As a developer, sooner or later you’ll reach a piece of code that won’t make sense, this is especially true in Perl (even if you wrote the code). This is due to the freedom that Perl offers you as a developer to code yourself into a corner. The fact that Perl comes with the motto:
There’s more than one way to do it.
should be a give away to this.
NOTE: When your options are open the possibility for creativity as well as disaster is greatly increased!
Although a lot of developers consider Perl’s default variable bad practice, unreadable and often just ugly, to me $_ is at the very core of the philosophy of Perl. It allows for great creativity but will cause you and your team pain if used flippantly. Working knowledge of $_ and knowing when to apply it is essential to master Perl.
What Is $_?
Perl’s default variable is exactly what it sounds, a default variable, it’s the variable used when no variable is supplied. This can be difficult for developers to work with, especially if this is a new concept to you. However, it’s well worth learning as it will give you a deeper understanding of Perl and enable you to better work with legacy code, where best practices are not always followed.
How Does It Work?
$_ can be used with the majority of Perl’s functions, both as an input and output. A basic example is a foreach loop. Lets consider a loop without using $_ and then replace the used variables with $_
First, we assign an array of values to the variable @values, then loop over the values printing them as we go. Here we’ve assigned the variable $value to a value in the array as we go, then directly printing it.
my @values = (1, 2 ,3); foreach my $value (@values) { print $value }
We can replace the variable $value with $_. Removing the my $value causes the foreach loop to assign values from the array to $_. $_ is implicit. Perl assumes you want to use it when no variable is supplied. This is also true for using variables, the $value can be removed from the print statement, making the section of code,
foreach (@values) { print; }
Edge Cases
Now, this is how a single loop works. We can make it a little more complex by using a nested loop. What do you expect the output from the following to be?
@a = (1, 2); @b = (3, 4); foreach (@a) { foreach (@b) { print; } }
Within the outer loop $_ is assigned to the current value of @a. However, in the inner loop its reassigned to the current value of @b, meaning the output is 3434.
This example shouldn’t be overly difficult to understand, but it should be obvious that using $_ can cause code to become difficult to read and result in unintended behavior.
Exceptions to the Rule
Shouldn’t we just avoid $_? In many cases, you should try to avoid $_ as you’ll make your code less readable. However, there are some situations where avoiding $_ isn’t possible. Functions such as a map and grep use the explicit form of $_ in their operation.

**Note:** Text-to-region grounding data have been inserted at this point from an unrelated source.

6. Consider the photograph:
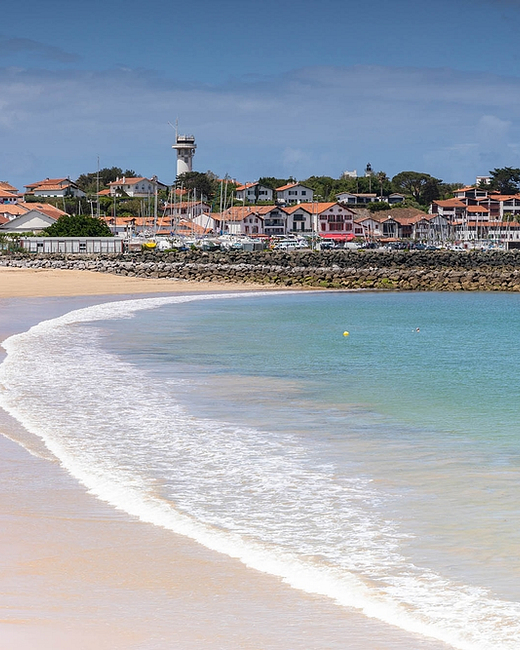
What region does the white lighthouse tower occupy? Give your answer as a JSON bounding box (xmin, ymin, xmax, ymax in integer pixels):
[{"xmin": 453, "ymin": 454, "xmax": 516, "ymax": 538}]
[{"xmin": 172, "ymin": 128, "xmax": 196, "ymax": 178}]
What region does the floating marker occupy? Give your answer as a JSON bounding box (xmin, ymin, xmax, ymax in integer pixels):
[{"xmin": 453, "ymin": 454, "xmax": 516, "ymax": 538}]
[{"xmin": 343, "ymin": 331, "xmax": 349, "ymax": 337}]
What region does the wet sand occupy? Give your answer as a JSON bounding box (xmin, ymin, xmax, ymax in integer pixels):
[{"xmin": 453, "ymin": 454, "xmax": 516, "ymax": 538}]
[{"xmin": 0, "ymin": 268, "xmax": 449, "ymax": 649}]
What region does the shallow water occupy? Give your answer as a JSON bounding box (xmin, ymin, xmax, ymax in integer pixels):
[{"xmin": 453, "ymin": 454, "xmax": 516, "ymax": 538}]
[{"xmin": 1, "ymin": 291, "xmax": 520, "ymax": 650}]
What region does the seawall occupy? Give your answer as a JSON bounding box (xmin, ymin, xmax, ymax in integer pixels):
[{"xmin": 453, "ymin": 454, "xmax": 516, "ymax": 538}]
[{"xmin": 3, "ymin": 249, "xmax": 520, "ymax": 291}]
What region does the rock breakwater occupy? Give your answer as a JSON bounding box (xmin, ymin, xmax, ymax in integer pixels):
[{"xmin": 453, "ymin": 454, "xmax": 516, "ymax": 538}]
[{"xmin": 3, "ymin": 249, "xmax": 520, "ymax": 291}]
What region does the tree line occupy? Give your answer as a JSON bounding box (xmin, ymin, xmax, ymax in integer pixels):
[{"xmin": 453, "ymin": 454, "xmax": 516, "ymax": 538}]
[{"xmin": 27, "ymin": 165, "xmax": 520, "ymax": 222}]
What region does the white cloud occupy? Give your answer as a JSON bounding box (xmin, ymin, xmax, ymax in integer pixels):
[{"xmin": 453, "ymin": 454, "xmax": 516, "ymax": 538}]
[
  {"xmin": 281, "ymin": 148, "xmax": 312, "ymax": 170},
  {"xmin": 2, "ymin": 64, "xmax": 520, "ymax": 188},
  {"xmin": 476, "ymin": 115, "xmax": 511, "ymax": 151}
]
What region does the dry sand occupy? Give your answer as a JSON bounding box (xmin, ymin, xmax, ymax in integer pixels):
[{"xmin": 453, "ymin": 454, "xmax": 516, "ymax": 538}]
[{"xmin": 0, "ymin": 266, "xmax": 265, "ymax": 298}]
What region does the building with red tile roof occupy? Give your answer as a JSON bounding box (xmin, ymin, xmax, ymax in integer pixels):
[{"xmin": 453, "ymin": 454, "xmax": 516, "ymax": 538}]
[
  {"xmin": 25, "ymin": 177, "xmax": 85, "ymax": 198},
  {"xmin": 108, "ymin": 176, "xmax": 167, "ymax": 198},
  {"xmin": 235, "ymin": 182, "xmax": 273, "ymax": 204},
  {"xmin": 275, "ymin": 183, "xmax": 314, "ymax": 204}
]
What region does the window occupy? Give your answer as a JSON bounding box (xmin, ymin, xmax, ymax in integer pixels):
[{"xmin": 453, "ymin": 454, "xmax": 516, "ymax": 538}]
[
  {"xmin": 301, "ymin": 191, "xmax": 307, "ymax": 196},
  {"xmin": 289, "ymin": 190, "xmax": 297, "ymax": 195}
]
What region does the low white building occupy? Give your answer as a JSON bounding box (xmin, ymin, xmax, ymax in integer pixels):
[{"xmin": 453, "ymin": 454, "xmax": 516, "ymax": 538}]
[{"xmin": 20, "ymin": 237, "xmax": 124, "ymax": 254}]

For example, let’s look at a map. The map takes an array as an input and returns a modified version of the array as an output. In this example, let’s consider a map used to generate squares.
my @numbers = (1, 2, 3, 4); my @squares = map { $_ * $_ } @numbers;
The code is straightforward, take each value in the @numbers array and multiply it by itself. Then, finally store the value in the output array @squares. The value from @numbers is passed into the map as $_, as well as the explicit form of $_ is required to calculate the square.
Final Thoughts
Perl’s $_ variable is powerful and versatile. It allows for great creativity and flexibility. However, overuse will over complicate your code. The choice boils down to sacrificing readability for reduced code clutter. If you find yourself using $_ explicitly outside of the exceptions mentioned above, you would most likely benefit from directly assigning the value to a named variable.